7 Comments on “Yet another PowerBook update”

  1. dcl Says:

    My suggestion would be to follow Mike’s idea. It really does sound like a software gotcha someplace. But what I would suggest doing is backing the machine up and then reinstalling the OS. And set up the bare minimum-email etc. and then try and make the machine break in the ways it would before. Don’t bring over photos, take test photos on your camera and import them and see if you can make the system fail the way it presently is. If you can you eliminate a ghost in the machine type problem. If you can’t then you know there is some corrupted file some place in your backup. It’s not fun, and probably should wait until after the bar exam. But you do need to start narrowing down the problem.

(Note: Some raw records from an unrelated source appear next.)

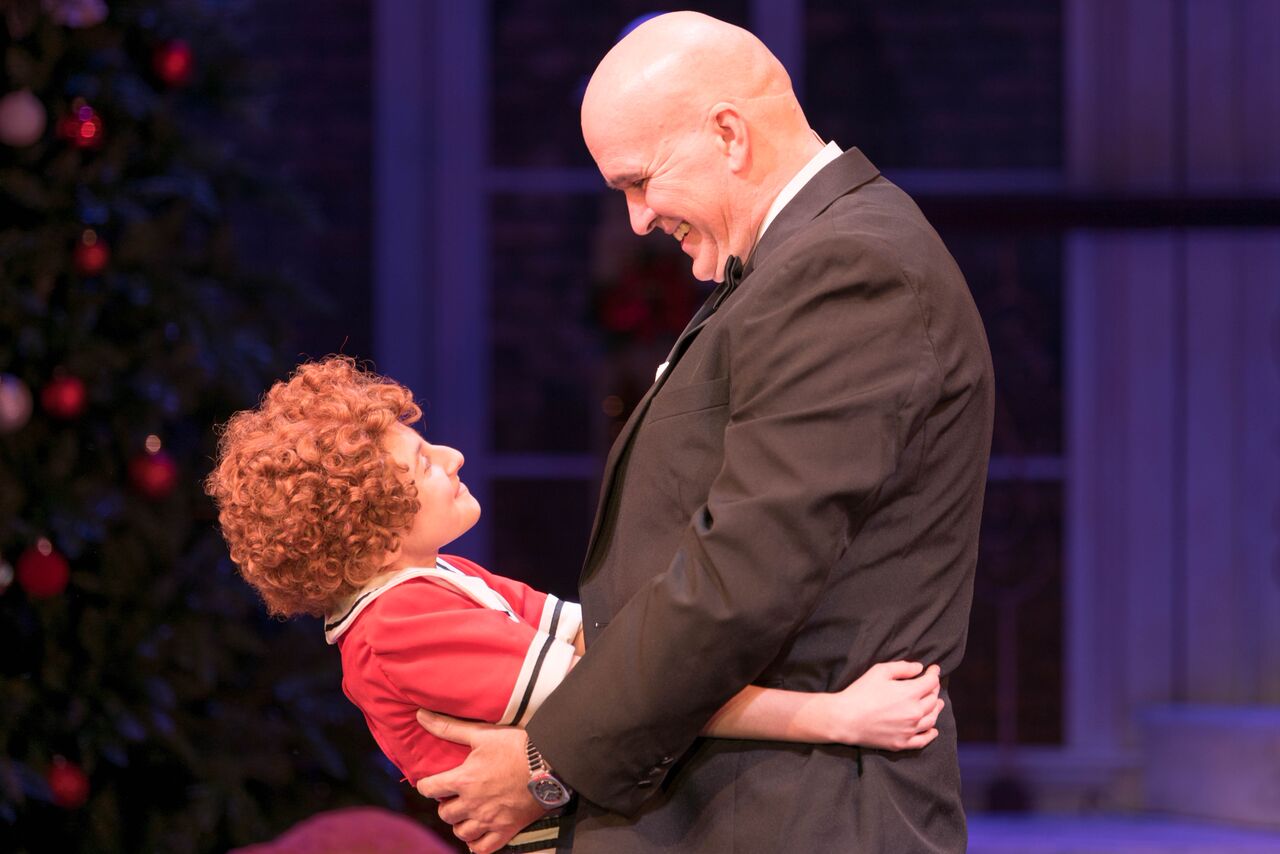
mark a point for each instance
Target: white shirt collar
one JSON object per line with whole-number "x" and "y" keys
{"x": 831, "y": 151}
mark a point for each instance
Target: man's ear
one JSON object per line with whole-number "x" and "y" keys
{"x": 732, "y": 137}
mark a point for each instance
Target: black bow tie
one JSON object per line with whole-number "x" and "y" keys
{"x": 732, "y": 278}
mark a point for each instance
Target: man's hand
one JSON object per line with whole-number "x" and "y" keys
{"x": 487, "y": 798}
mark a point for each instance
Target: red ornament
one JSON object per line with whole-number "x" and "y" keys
{"x": 173, "y": 63}
{"x": 42, "y": 572}
{"x": 68, "y": 782}
{"x": 154, "y": 474}
{"x": 91, "y": 254}
{"x": 82, "y": 126}
{"x": 64, "y": 397}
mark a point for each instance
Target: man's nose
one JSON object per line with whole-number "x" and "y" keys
{"x": 451, "y": 459}
{"x": 641, "y": 217}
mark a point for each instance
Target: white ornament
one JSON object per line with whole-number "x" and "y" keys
{"x": 22, "y": 118}
{"x": 14, "y": 403}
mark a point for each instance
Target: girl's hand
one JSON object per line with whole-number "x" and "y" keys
{"x": 891, "y": 707}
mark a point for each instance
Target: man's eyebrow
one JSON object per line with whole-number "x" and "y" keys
{"x": 622, "y": 182}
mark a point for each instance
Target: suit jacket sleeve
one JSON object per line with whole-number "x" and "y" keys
{"x": 831, "y": 371}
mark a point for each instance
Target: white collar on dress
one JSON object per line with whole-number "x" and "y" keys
{"x": 472, "y": 587}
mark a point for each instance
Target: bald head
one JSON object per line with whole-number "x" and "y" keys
{"x": 679, "y": 65}
{"x": 695, "y": 120}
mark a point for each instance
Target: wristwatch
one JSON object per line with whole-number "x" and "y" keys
{"x": 545, "y": 786}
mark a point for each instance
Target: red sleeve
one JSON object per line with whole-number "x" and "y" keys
{"x": 552, "y": 615}
{"x": 443, "y": 653}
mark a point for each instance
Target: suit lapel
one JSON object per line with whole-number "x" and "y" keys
{"x": 840, "y": 177}
{"x": 620, "y": 446}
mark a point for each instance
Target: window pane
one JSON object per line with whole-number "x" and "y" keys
{"x": 936, "y": 83}
{"x": 540, "y": 530}
{"x": 1010, "y": 684}
{"x": 1016, "y": 281}
{"x": 583, "y": 311}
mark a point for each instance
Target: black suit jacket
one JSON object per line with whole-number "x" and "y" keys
{"x": 795, "y": 499}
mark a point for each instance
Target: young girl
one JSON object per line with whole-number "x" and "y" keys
{"x": 332, "y": 505}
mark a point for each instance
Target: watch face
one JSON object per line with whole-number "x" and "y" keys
{"x": 548, "y": 790}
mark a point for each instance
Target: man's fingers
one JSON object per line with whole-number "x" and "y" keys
{"x": 900, "y": 668}
{"x": 931, "y": 680}
{"x": 469, "y": 831}
{"x": 453, "y": 813}
{"x": 489, "y": 843}
{"x": 929, "y": 720}
{"x": 438, "y": 786}
{"x": 920, "y": 740}
{"x": 449, "y": 729}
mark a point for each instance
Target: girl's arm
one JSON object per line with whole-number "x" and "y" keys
{"x": 892, "y": 707}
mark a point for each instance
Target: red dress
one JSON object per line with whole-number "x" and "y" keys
{"x": 453, "y": 639}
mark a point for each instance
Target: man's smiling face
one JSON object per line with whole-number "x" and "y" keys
{"x": 673, "y": 181}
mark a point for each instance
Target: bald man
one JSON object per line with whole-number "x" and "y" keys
{"x": 796, "y": 498}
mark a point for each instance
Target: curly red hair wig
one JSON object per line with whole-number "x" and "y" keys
{"x": 309, "y": 499}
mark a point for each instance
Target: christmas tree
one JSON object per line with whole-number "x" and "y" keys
{"x": 146, "y": 702}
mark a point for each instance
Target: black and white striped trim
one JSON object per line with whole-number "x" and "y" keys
{"x": 549, "y": 658}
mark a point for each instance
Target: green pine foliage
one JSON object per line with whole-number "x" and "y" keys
{"x": 199, "y": 722}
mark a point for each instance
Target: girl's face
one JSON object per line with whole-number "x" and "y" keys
{"x": 446, "y": 507}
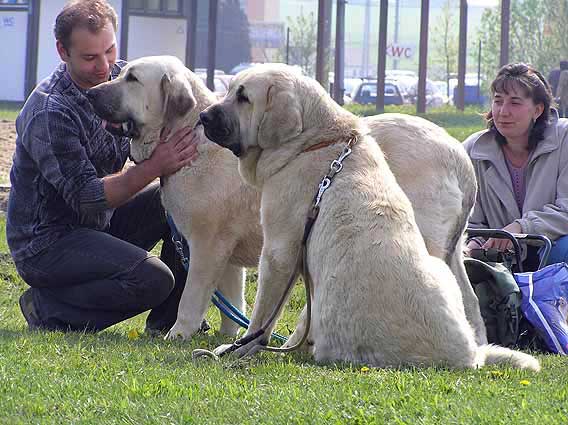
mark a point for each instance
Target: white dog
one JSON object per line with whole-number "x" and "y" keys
{"x": 379, "y": 297}
{"x": 219, "y": 214}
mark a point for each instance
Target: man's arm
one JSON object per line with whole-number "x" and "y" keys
{"x": 167, "y": 158}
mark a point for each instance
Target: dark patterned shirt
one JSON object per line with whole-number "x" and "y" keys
{"x": 62, "y": 153}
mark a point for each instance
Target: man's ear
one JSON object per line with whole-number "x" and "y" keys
{"x": 63, "y": 53}
{"x": 178, "y": 97}
{"x": 282, "y": 119}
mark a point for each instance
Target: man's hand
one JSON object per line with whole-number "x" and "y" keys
{"x": 176, "y": 152}
{"x": 168, "y": 157}
{"x": 503, "y": 244}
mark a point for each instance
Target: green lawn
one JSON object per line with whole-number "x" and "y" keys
{"x": 123, "y": 377}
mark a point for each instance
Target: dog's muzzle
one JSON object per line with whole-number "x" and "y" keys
{"x": 217, "y": 132}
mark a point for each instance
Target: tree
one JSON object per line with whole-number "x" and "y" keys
{"x": 443, "y": 62}
{"x": 537, "y": 35}
{"x": 303, "y": 42}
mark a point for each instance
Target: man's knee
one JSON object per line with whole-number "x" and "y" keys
{"x": 158, "y": 281}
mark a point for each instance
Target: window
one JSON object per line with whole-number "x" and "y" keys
{"x": 155, "y": 7}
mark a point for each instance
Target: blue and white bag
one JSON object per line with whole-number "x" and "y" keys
{"x": 544, "y": 303}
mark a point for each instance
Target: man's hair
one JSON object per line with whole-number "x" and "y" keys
{"x": 523, "y": 77}
{"x": 90, "y": 14}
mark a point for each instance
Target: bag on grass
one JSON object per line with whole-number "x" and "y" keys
{"x": 545, "y": 304}
{"x": 499, "y": 300}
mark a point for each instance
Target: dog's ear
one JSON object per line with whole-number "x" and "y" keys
{"x": 282, "y": 119}
{"x": 178, "y": 96}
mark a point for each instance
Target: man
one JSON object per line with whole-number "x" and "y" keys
{"x": 79, "y": 225}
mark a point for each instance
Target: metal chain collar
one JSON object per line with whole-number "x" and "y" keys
{"x": 335, "y": 167}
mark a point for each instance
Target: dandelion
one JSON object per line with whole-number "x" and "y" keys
{"x": 133, "y": 334}
{"x": 496, "y": 373}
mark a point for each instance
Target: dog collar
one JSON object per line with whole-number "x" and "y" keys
{"x": 350, "y": 140}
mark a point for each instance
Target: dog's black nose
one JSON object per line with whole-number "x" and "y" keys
{"x": 204, "y": 118}
{"x": 89, "y": 94}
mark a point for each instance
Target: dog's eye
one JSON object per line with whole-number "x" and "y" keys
{"x": 241, "y": 97}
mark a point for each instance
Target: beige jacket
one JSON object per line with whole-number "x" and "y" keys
{"x": 545, "y": 209}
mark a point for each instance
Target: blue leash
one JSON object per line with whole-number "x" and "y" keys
{"x": 222, "y": 303}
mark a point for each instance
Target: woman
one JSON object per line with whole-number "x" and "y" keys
{"x": 521, "y": 164}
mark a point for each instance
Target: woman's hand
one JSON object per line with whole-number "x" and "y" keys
{"x": 503, "y": 244}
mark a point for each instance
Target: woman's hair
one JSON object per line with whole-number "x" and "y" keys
{"x": 523, "y": 77}
{"x": 90, "y": 14}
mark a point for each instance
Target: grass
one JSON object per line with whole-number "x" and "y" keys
{"x": 121, "y": 376}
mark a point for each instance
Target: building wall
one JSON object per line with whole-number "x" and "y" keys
{"x": 156, "y": 36}
{"x": 13, "y": 28}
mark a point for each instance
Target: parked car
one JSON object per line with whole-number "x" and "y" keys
{"x": 221, "y": 83}
{"x": 434, "y": 97}
{"x": 365, "y": 93}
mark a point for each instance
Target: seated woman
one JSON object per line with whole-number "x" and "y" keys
{"x": 521, "y": 164}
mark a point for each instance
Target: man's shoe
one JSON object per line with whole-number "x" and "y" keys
{"x": 29, "y": 311}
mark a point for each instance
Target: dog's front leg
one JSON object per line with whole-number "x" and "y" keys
{"x": 207, "y": 264}
{"x": 277, "y": 267}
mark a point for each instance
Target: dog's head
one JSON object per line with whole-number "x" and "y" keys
{"x": 150, "y": 93}
{"x": 262, "y": 109}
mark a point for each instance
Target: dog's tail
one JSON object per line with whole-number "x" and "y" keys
{"x": 493, "y": 354}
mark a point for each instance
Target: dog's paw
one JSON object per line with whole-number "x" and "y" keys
{"x": 222, "y": 349}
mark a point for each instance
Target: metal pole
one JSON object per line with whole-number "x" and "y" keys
{"x": 322, "y": 48}
{"x": 505, "y": 21}
{"x": 479, "y": 73}
{"x": 366, "y": 34}
{"x": 288, "y": 46}
{"x": 396, "y": 25}
{"x": 382, "y": 59}
{"x": 212, "y": 45}
{"x": 191, "y": 37}
{"x": 460, "y": 101}
{"x": 339, "y": 52}
{"x": 423, "y": 57}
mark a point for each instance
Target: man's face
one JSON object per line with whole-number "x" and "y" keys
{"x": 90, "y": 56}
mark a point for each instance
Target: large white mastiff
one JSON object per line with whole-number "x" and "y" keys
{"x": 379, "y": 297}
{"x": 219, "y": 214}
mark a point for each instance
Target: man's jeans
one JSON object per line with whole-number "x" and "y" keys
{"x": 90, "y": 280}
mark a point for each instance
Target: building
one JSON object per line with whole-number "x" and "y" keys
{"x": 27, "y": 44}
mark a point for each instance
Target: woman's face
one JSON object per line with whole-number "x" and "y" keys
{"x": 513, "y": 113}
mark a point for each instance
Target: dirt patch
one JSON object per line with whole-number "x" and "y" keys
{"x": 7, "y": 146}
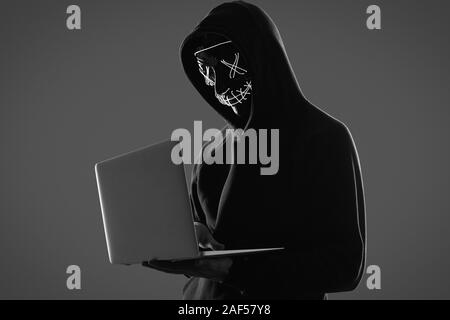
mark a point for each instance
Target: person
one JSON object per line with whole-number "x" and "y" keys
{"x": 313, "y": 206}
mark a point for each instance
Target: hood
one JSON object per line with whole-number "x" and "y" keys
{"x": 275, "y": 91}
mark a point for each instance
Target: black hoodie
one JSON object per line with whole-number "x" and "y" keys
{"x": 313, "y": 206}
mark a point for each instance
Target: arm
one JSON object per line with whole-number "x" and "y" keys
{"x": 328, "y": 253}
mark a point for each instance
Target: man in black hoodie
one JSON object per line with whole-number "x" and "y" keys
{"x": 313, "y": 206}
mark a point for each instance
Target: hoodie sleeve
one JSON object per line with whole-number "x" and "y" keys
{"x": 198, "y": 214}
{"x": 327, "y": 254}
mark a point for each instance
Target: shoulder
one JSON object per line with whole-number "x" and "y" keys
{"x": 325, "y": 129}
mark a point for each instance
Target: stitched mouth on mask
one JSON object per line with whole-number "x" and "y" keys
{"x": 233, "y": 97}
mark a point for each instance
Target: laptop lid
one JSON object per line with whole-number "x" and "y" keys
{"x": 145, "y": 206}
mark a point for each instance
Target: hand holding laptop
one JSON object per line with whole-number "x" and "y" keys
{"x": 211, "y": 268}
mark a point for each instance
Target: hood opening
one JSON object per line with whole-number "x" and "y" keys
{"x": 275, "y": 91}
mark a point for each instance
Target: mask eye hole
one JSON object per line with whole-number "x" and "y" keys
{"x": 207, "y": 72}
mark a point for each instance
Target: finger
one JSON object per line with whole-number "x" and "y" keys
{"x": 160, "y": 268}
{"x": 215, "y": 245}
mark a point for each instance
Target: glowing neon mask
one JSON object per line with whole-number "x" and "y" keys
{"x": 223, "y": 68}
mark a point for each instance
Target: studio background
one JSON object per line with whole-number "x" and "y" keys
{"x": 69, "y": 99}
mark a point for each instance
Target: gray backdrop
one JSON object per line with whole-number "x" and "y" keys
{"x": 71, "y": 98}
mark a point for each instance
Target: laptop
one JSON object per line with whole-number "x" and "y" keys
{"x": 146, "y": 210}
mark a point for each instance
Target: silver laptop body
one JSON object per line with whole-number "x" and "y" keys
{"x": 145, "y": 208}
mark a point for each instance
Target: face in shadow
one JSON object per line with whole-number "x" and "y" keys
{"x": 224, "y": 69}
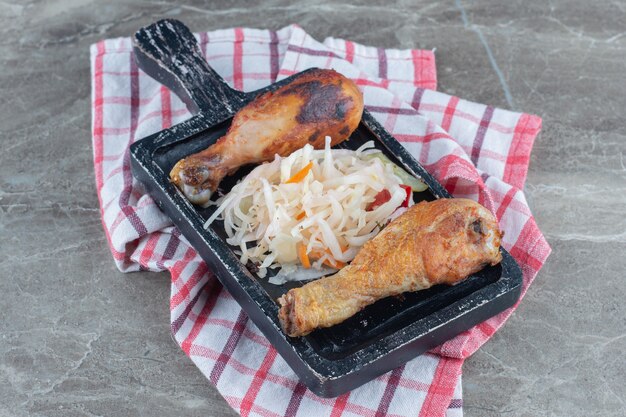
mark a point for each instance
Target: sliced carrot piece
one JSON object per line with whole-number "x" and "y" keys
{"x": 299, "y": 176}
{"x": 304, "y": 258}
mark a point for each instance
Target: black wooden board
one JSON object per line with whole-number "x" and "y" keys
{"x": 329, "y": 361}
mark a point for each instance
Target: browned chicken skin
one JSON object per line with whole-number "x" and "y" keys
{"x": 317, "y": 104}
{"x": 439, "y": 242}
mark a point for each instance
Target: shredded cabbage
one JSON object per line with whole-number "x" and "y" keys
{"x": 326, "y": 212}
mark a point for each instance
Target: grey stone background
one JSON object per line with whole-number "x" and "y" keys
{"x": 77, "y": 338}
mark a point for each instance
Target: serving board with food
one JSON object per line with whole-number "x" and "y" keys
{"x": 342, "y": 249}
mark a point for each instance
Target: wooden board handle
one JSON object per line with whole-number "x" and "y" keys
{"x": 168, "y": 52}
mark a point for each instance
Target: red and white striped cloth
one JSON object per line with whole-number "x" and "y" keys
{"x": 476, "y": 151}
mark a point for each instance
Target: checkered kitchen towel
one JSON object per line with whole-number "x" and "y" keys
{"x": 476, "y": 151}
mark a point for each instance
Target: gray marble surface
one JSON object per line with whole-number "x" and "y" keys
{"x": 78, "y": 338}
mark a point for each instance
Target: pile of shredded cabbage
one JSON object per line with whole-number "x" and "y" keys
{"x": 273, "y": 220}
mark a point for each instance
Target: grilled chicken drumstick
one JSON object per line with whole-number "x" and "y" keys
{"x": 317, "y": 104}
{"x": 439, "y": 242}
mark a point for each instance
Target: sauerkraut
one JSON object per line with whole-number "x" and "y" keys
{"x": 311, "y": 210}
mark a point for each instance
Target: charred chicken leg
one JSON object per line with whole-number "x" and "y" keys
{"x": 317, "y": 104}
{"x": 439, "y": 242}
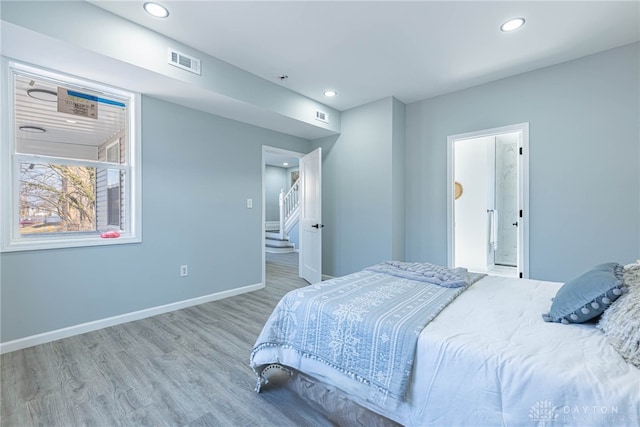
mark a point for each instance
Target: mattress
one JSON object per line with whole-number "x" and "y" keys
{"x": 488, "y": 359}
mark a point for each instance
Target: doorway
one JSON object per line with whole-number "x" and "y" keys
{"x": 288, "y": 161}
{"x": 487, "y": 198}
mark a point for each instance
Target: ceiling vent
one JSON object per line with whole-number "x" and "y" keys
{"x": 186, "y": 62}
{"x": 322, "y": 116}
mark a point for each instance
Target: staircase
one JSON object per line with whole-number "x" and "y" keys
{"x": 276, "y": 245}
{"x": 277, "y": 235}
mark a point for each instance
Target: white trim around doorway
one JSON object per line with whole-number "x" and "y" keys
{"x": 523, "y": 190}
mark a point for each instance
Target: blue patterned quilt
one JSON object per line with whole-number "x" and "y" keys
{"x": 365, "y": 325}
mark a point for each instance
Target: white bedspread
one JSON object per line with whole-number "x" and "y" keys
{"x": 489, "y": 359}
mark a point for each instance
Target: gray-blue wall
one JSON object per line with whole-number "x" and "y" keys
{"x": 197, "y": 172}
{"x": 360, "y": 184}
{"x": 584, "y": 160}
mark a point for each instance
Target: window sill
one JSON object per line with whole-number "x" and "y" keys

    In other news I’ve sent my 23″ display in for service. The Genius at the Apple store here was not terribly optimistic that they would do anything about one dead pixel… But I’m planning to press on until I get the problem fixed or at least have Steve Jobs personally tell me they are not going to fix it.

  2. Jay Johnson Says:

    Just go get yerself a Dell and don’t worry about it. A computer’s a computer’s a computer, anyway.

    I saw one at Best Buy for like 250 bucks the other day.

    Of course, it was too slow to run Vista, even though that’s what was installed, but what the hell.

    Admittedly, I know nothing about Macs other than what I’ve been able to glean from tinkering around with my new toy here, but hopefully they can get it fixed to your satisfaction.

    Anyway, you need to put the lapper away and continue pressing on towards that bar exam, dude. Contracts and torts and criminal law await.

    BTW, the backlit keyboard is pretty freaking sweet on this thing.

  3. lucas Says:

    My powerbook g4 started having some weird display issues (verticle lines showed up all over the screen, making it unreadable) I sent it off to AppleCare and they tracked it back to bad RAM. I’d installed the aftermarket RAM almost 10 months earlier before it apparently went bad. Just suggesting that as a possibility b/c I would have never connected the symptoms with the source.

  4. Brendan Loy Says:

    Yeah, I thought about RAM, but the Apple Hardware Test said the RAM is fine.

    I’ll be on the lookout for vertical lines, though. :)

  5. anon Says:

    You can send a letter to Apple, and this would probably be the best solution. Send it to
    AppleCare Executive Relations
    1 Infinite Loop
    Cupertino, CA 95014

    This will get your letter to the “God Mode” customer service people. These people are immediately under Steve Jobs, they WILL get get the letter, and WILL be helpful.

  6. Mindsurfer Says:

    “1 Infinite Loop”?
    That address doesn’t sound too promising.

  7. anon Says:

    That is most definitely the address. Check the “corporate address” section in the top right of this page:
    http://www.apple.com/contact/
    Don’t worry, customers didn’t always believe me either when I gave it out either.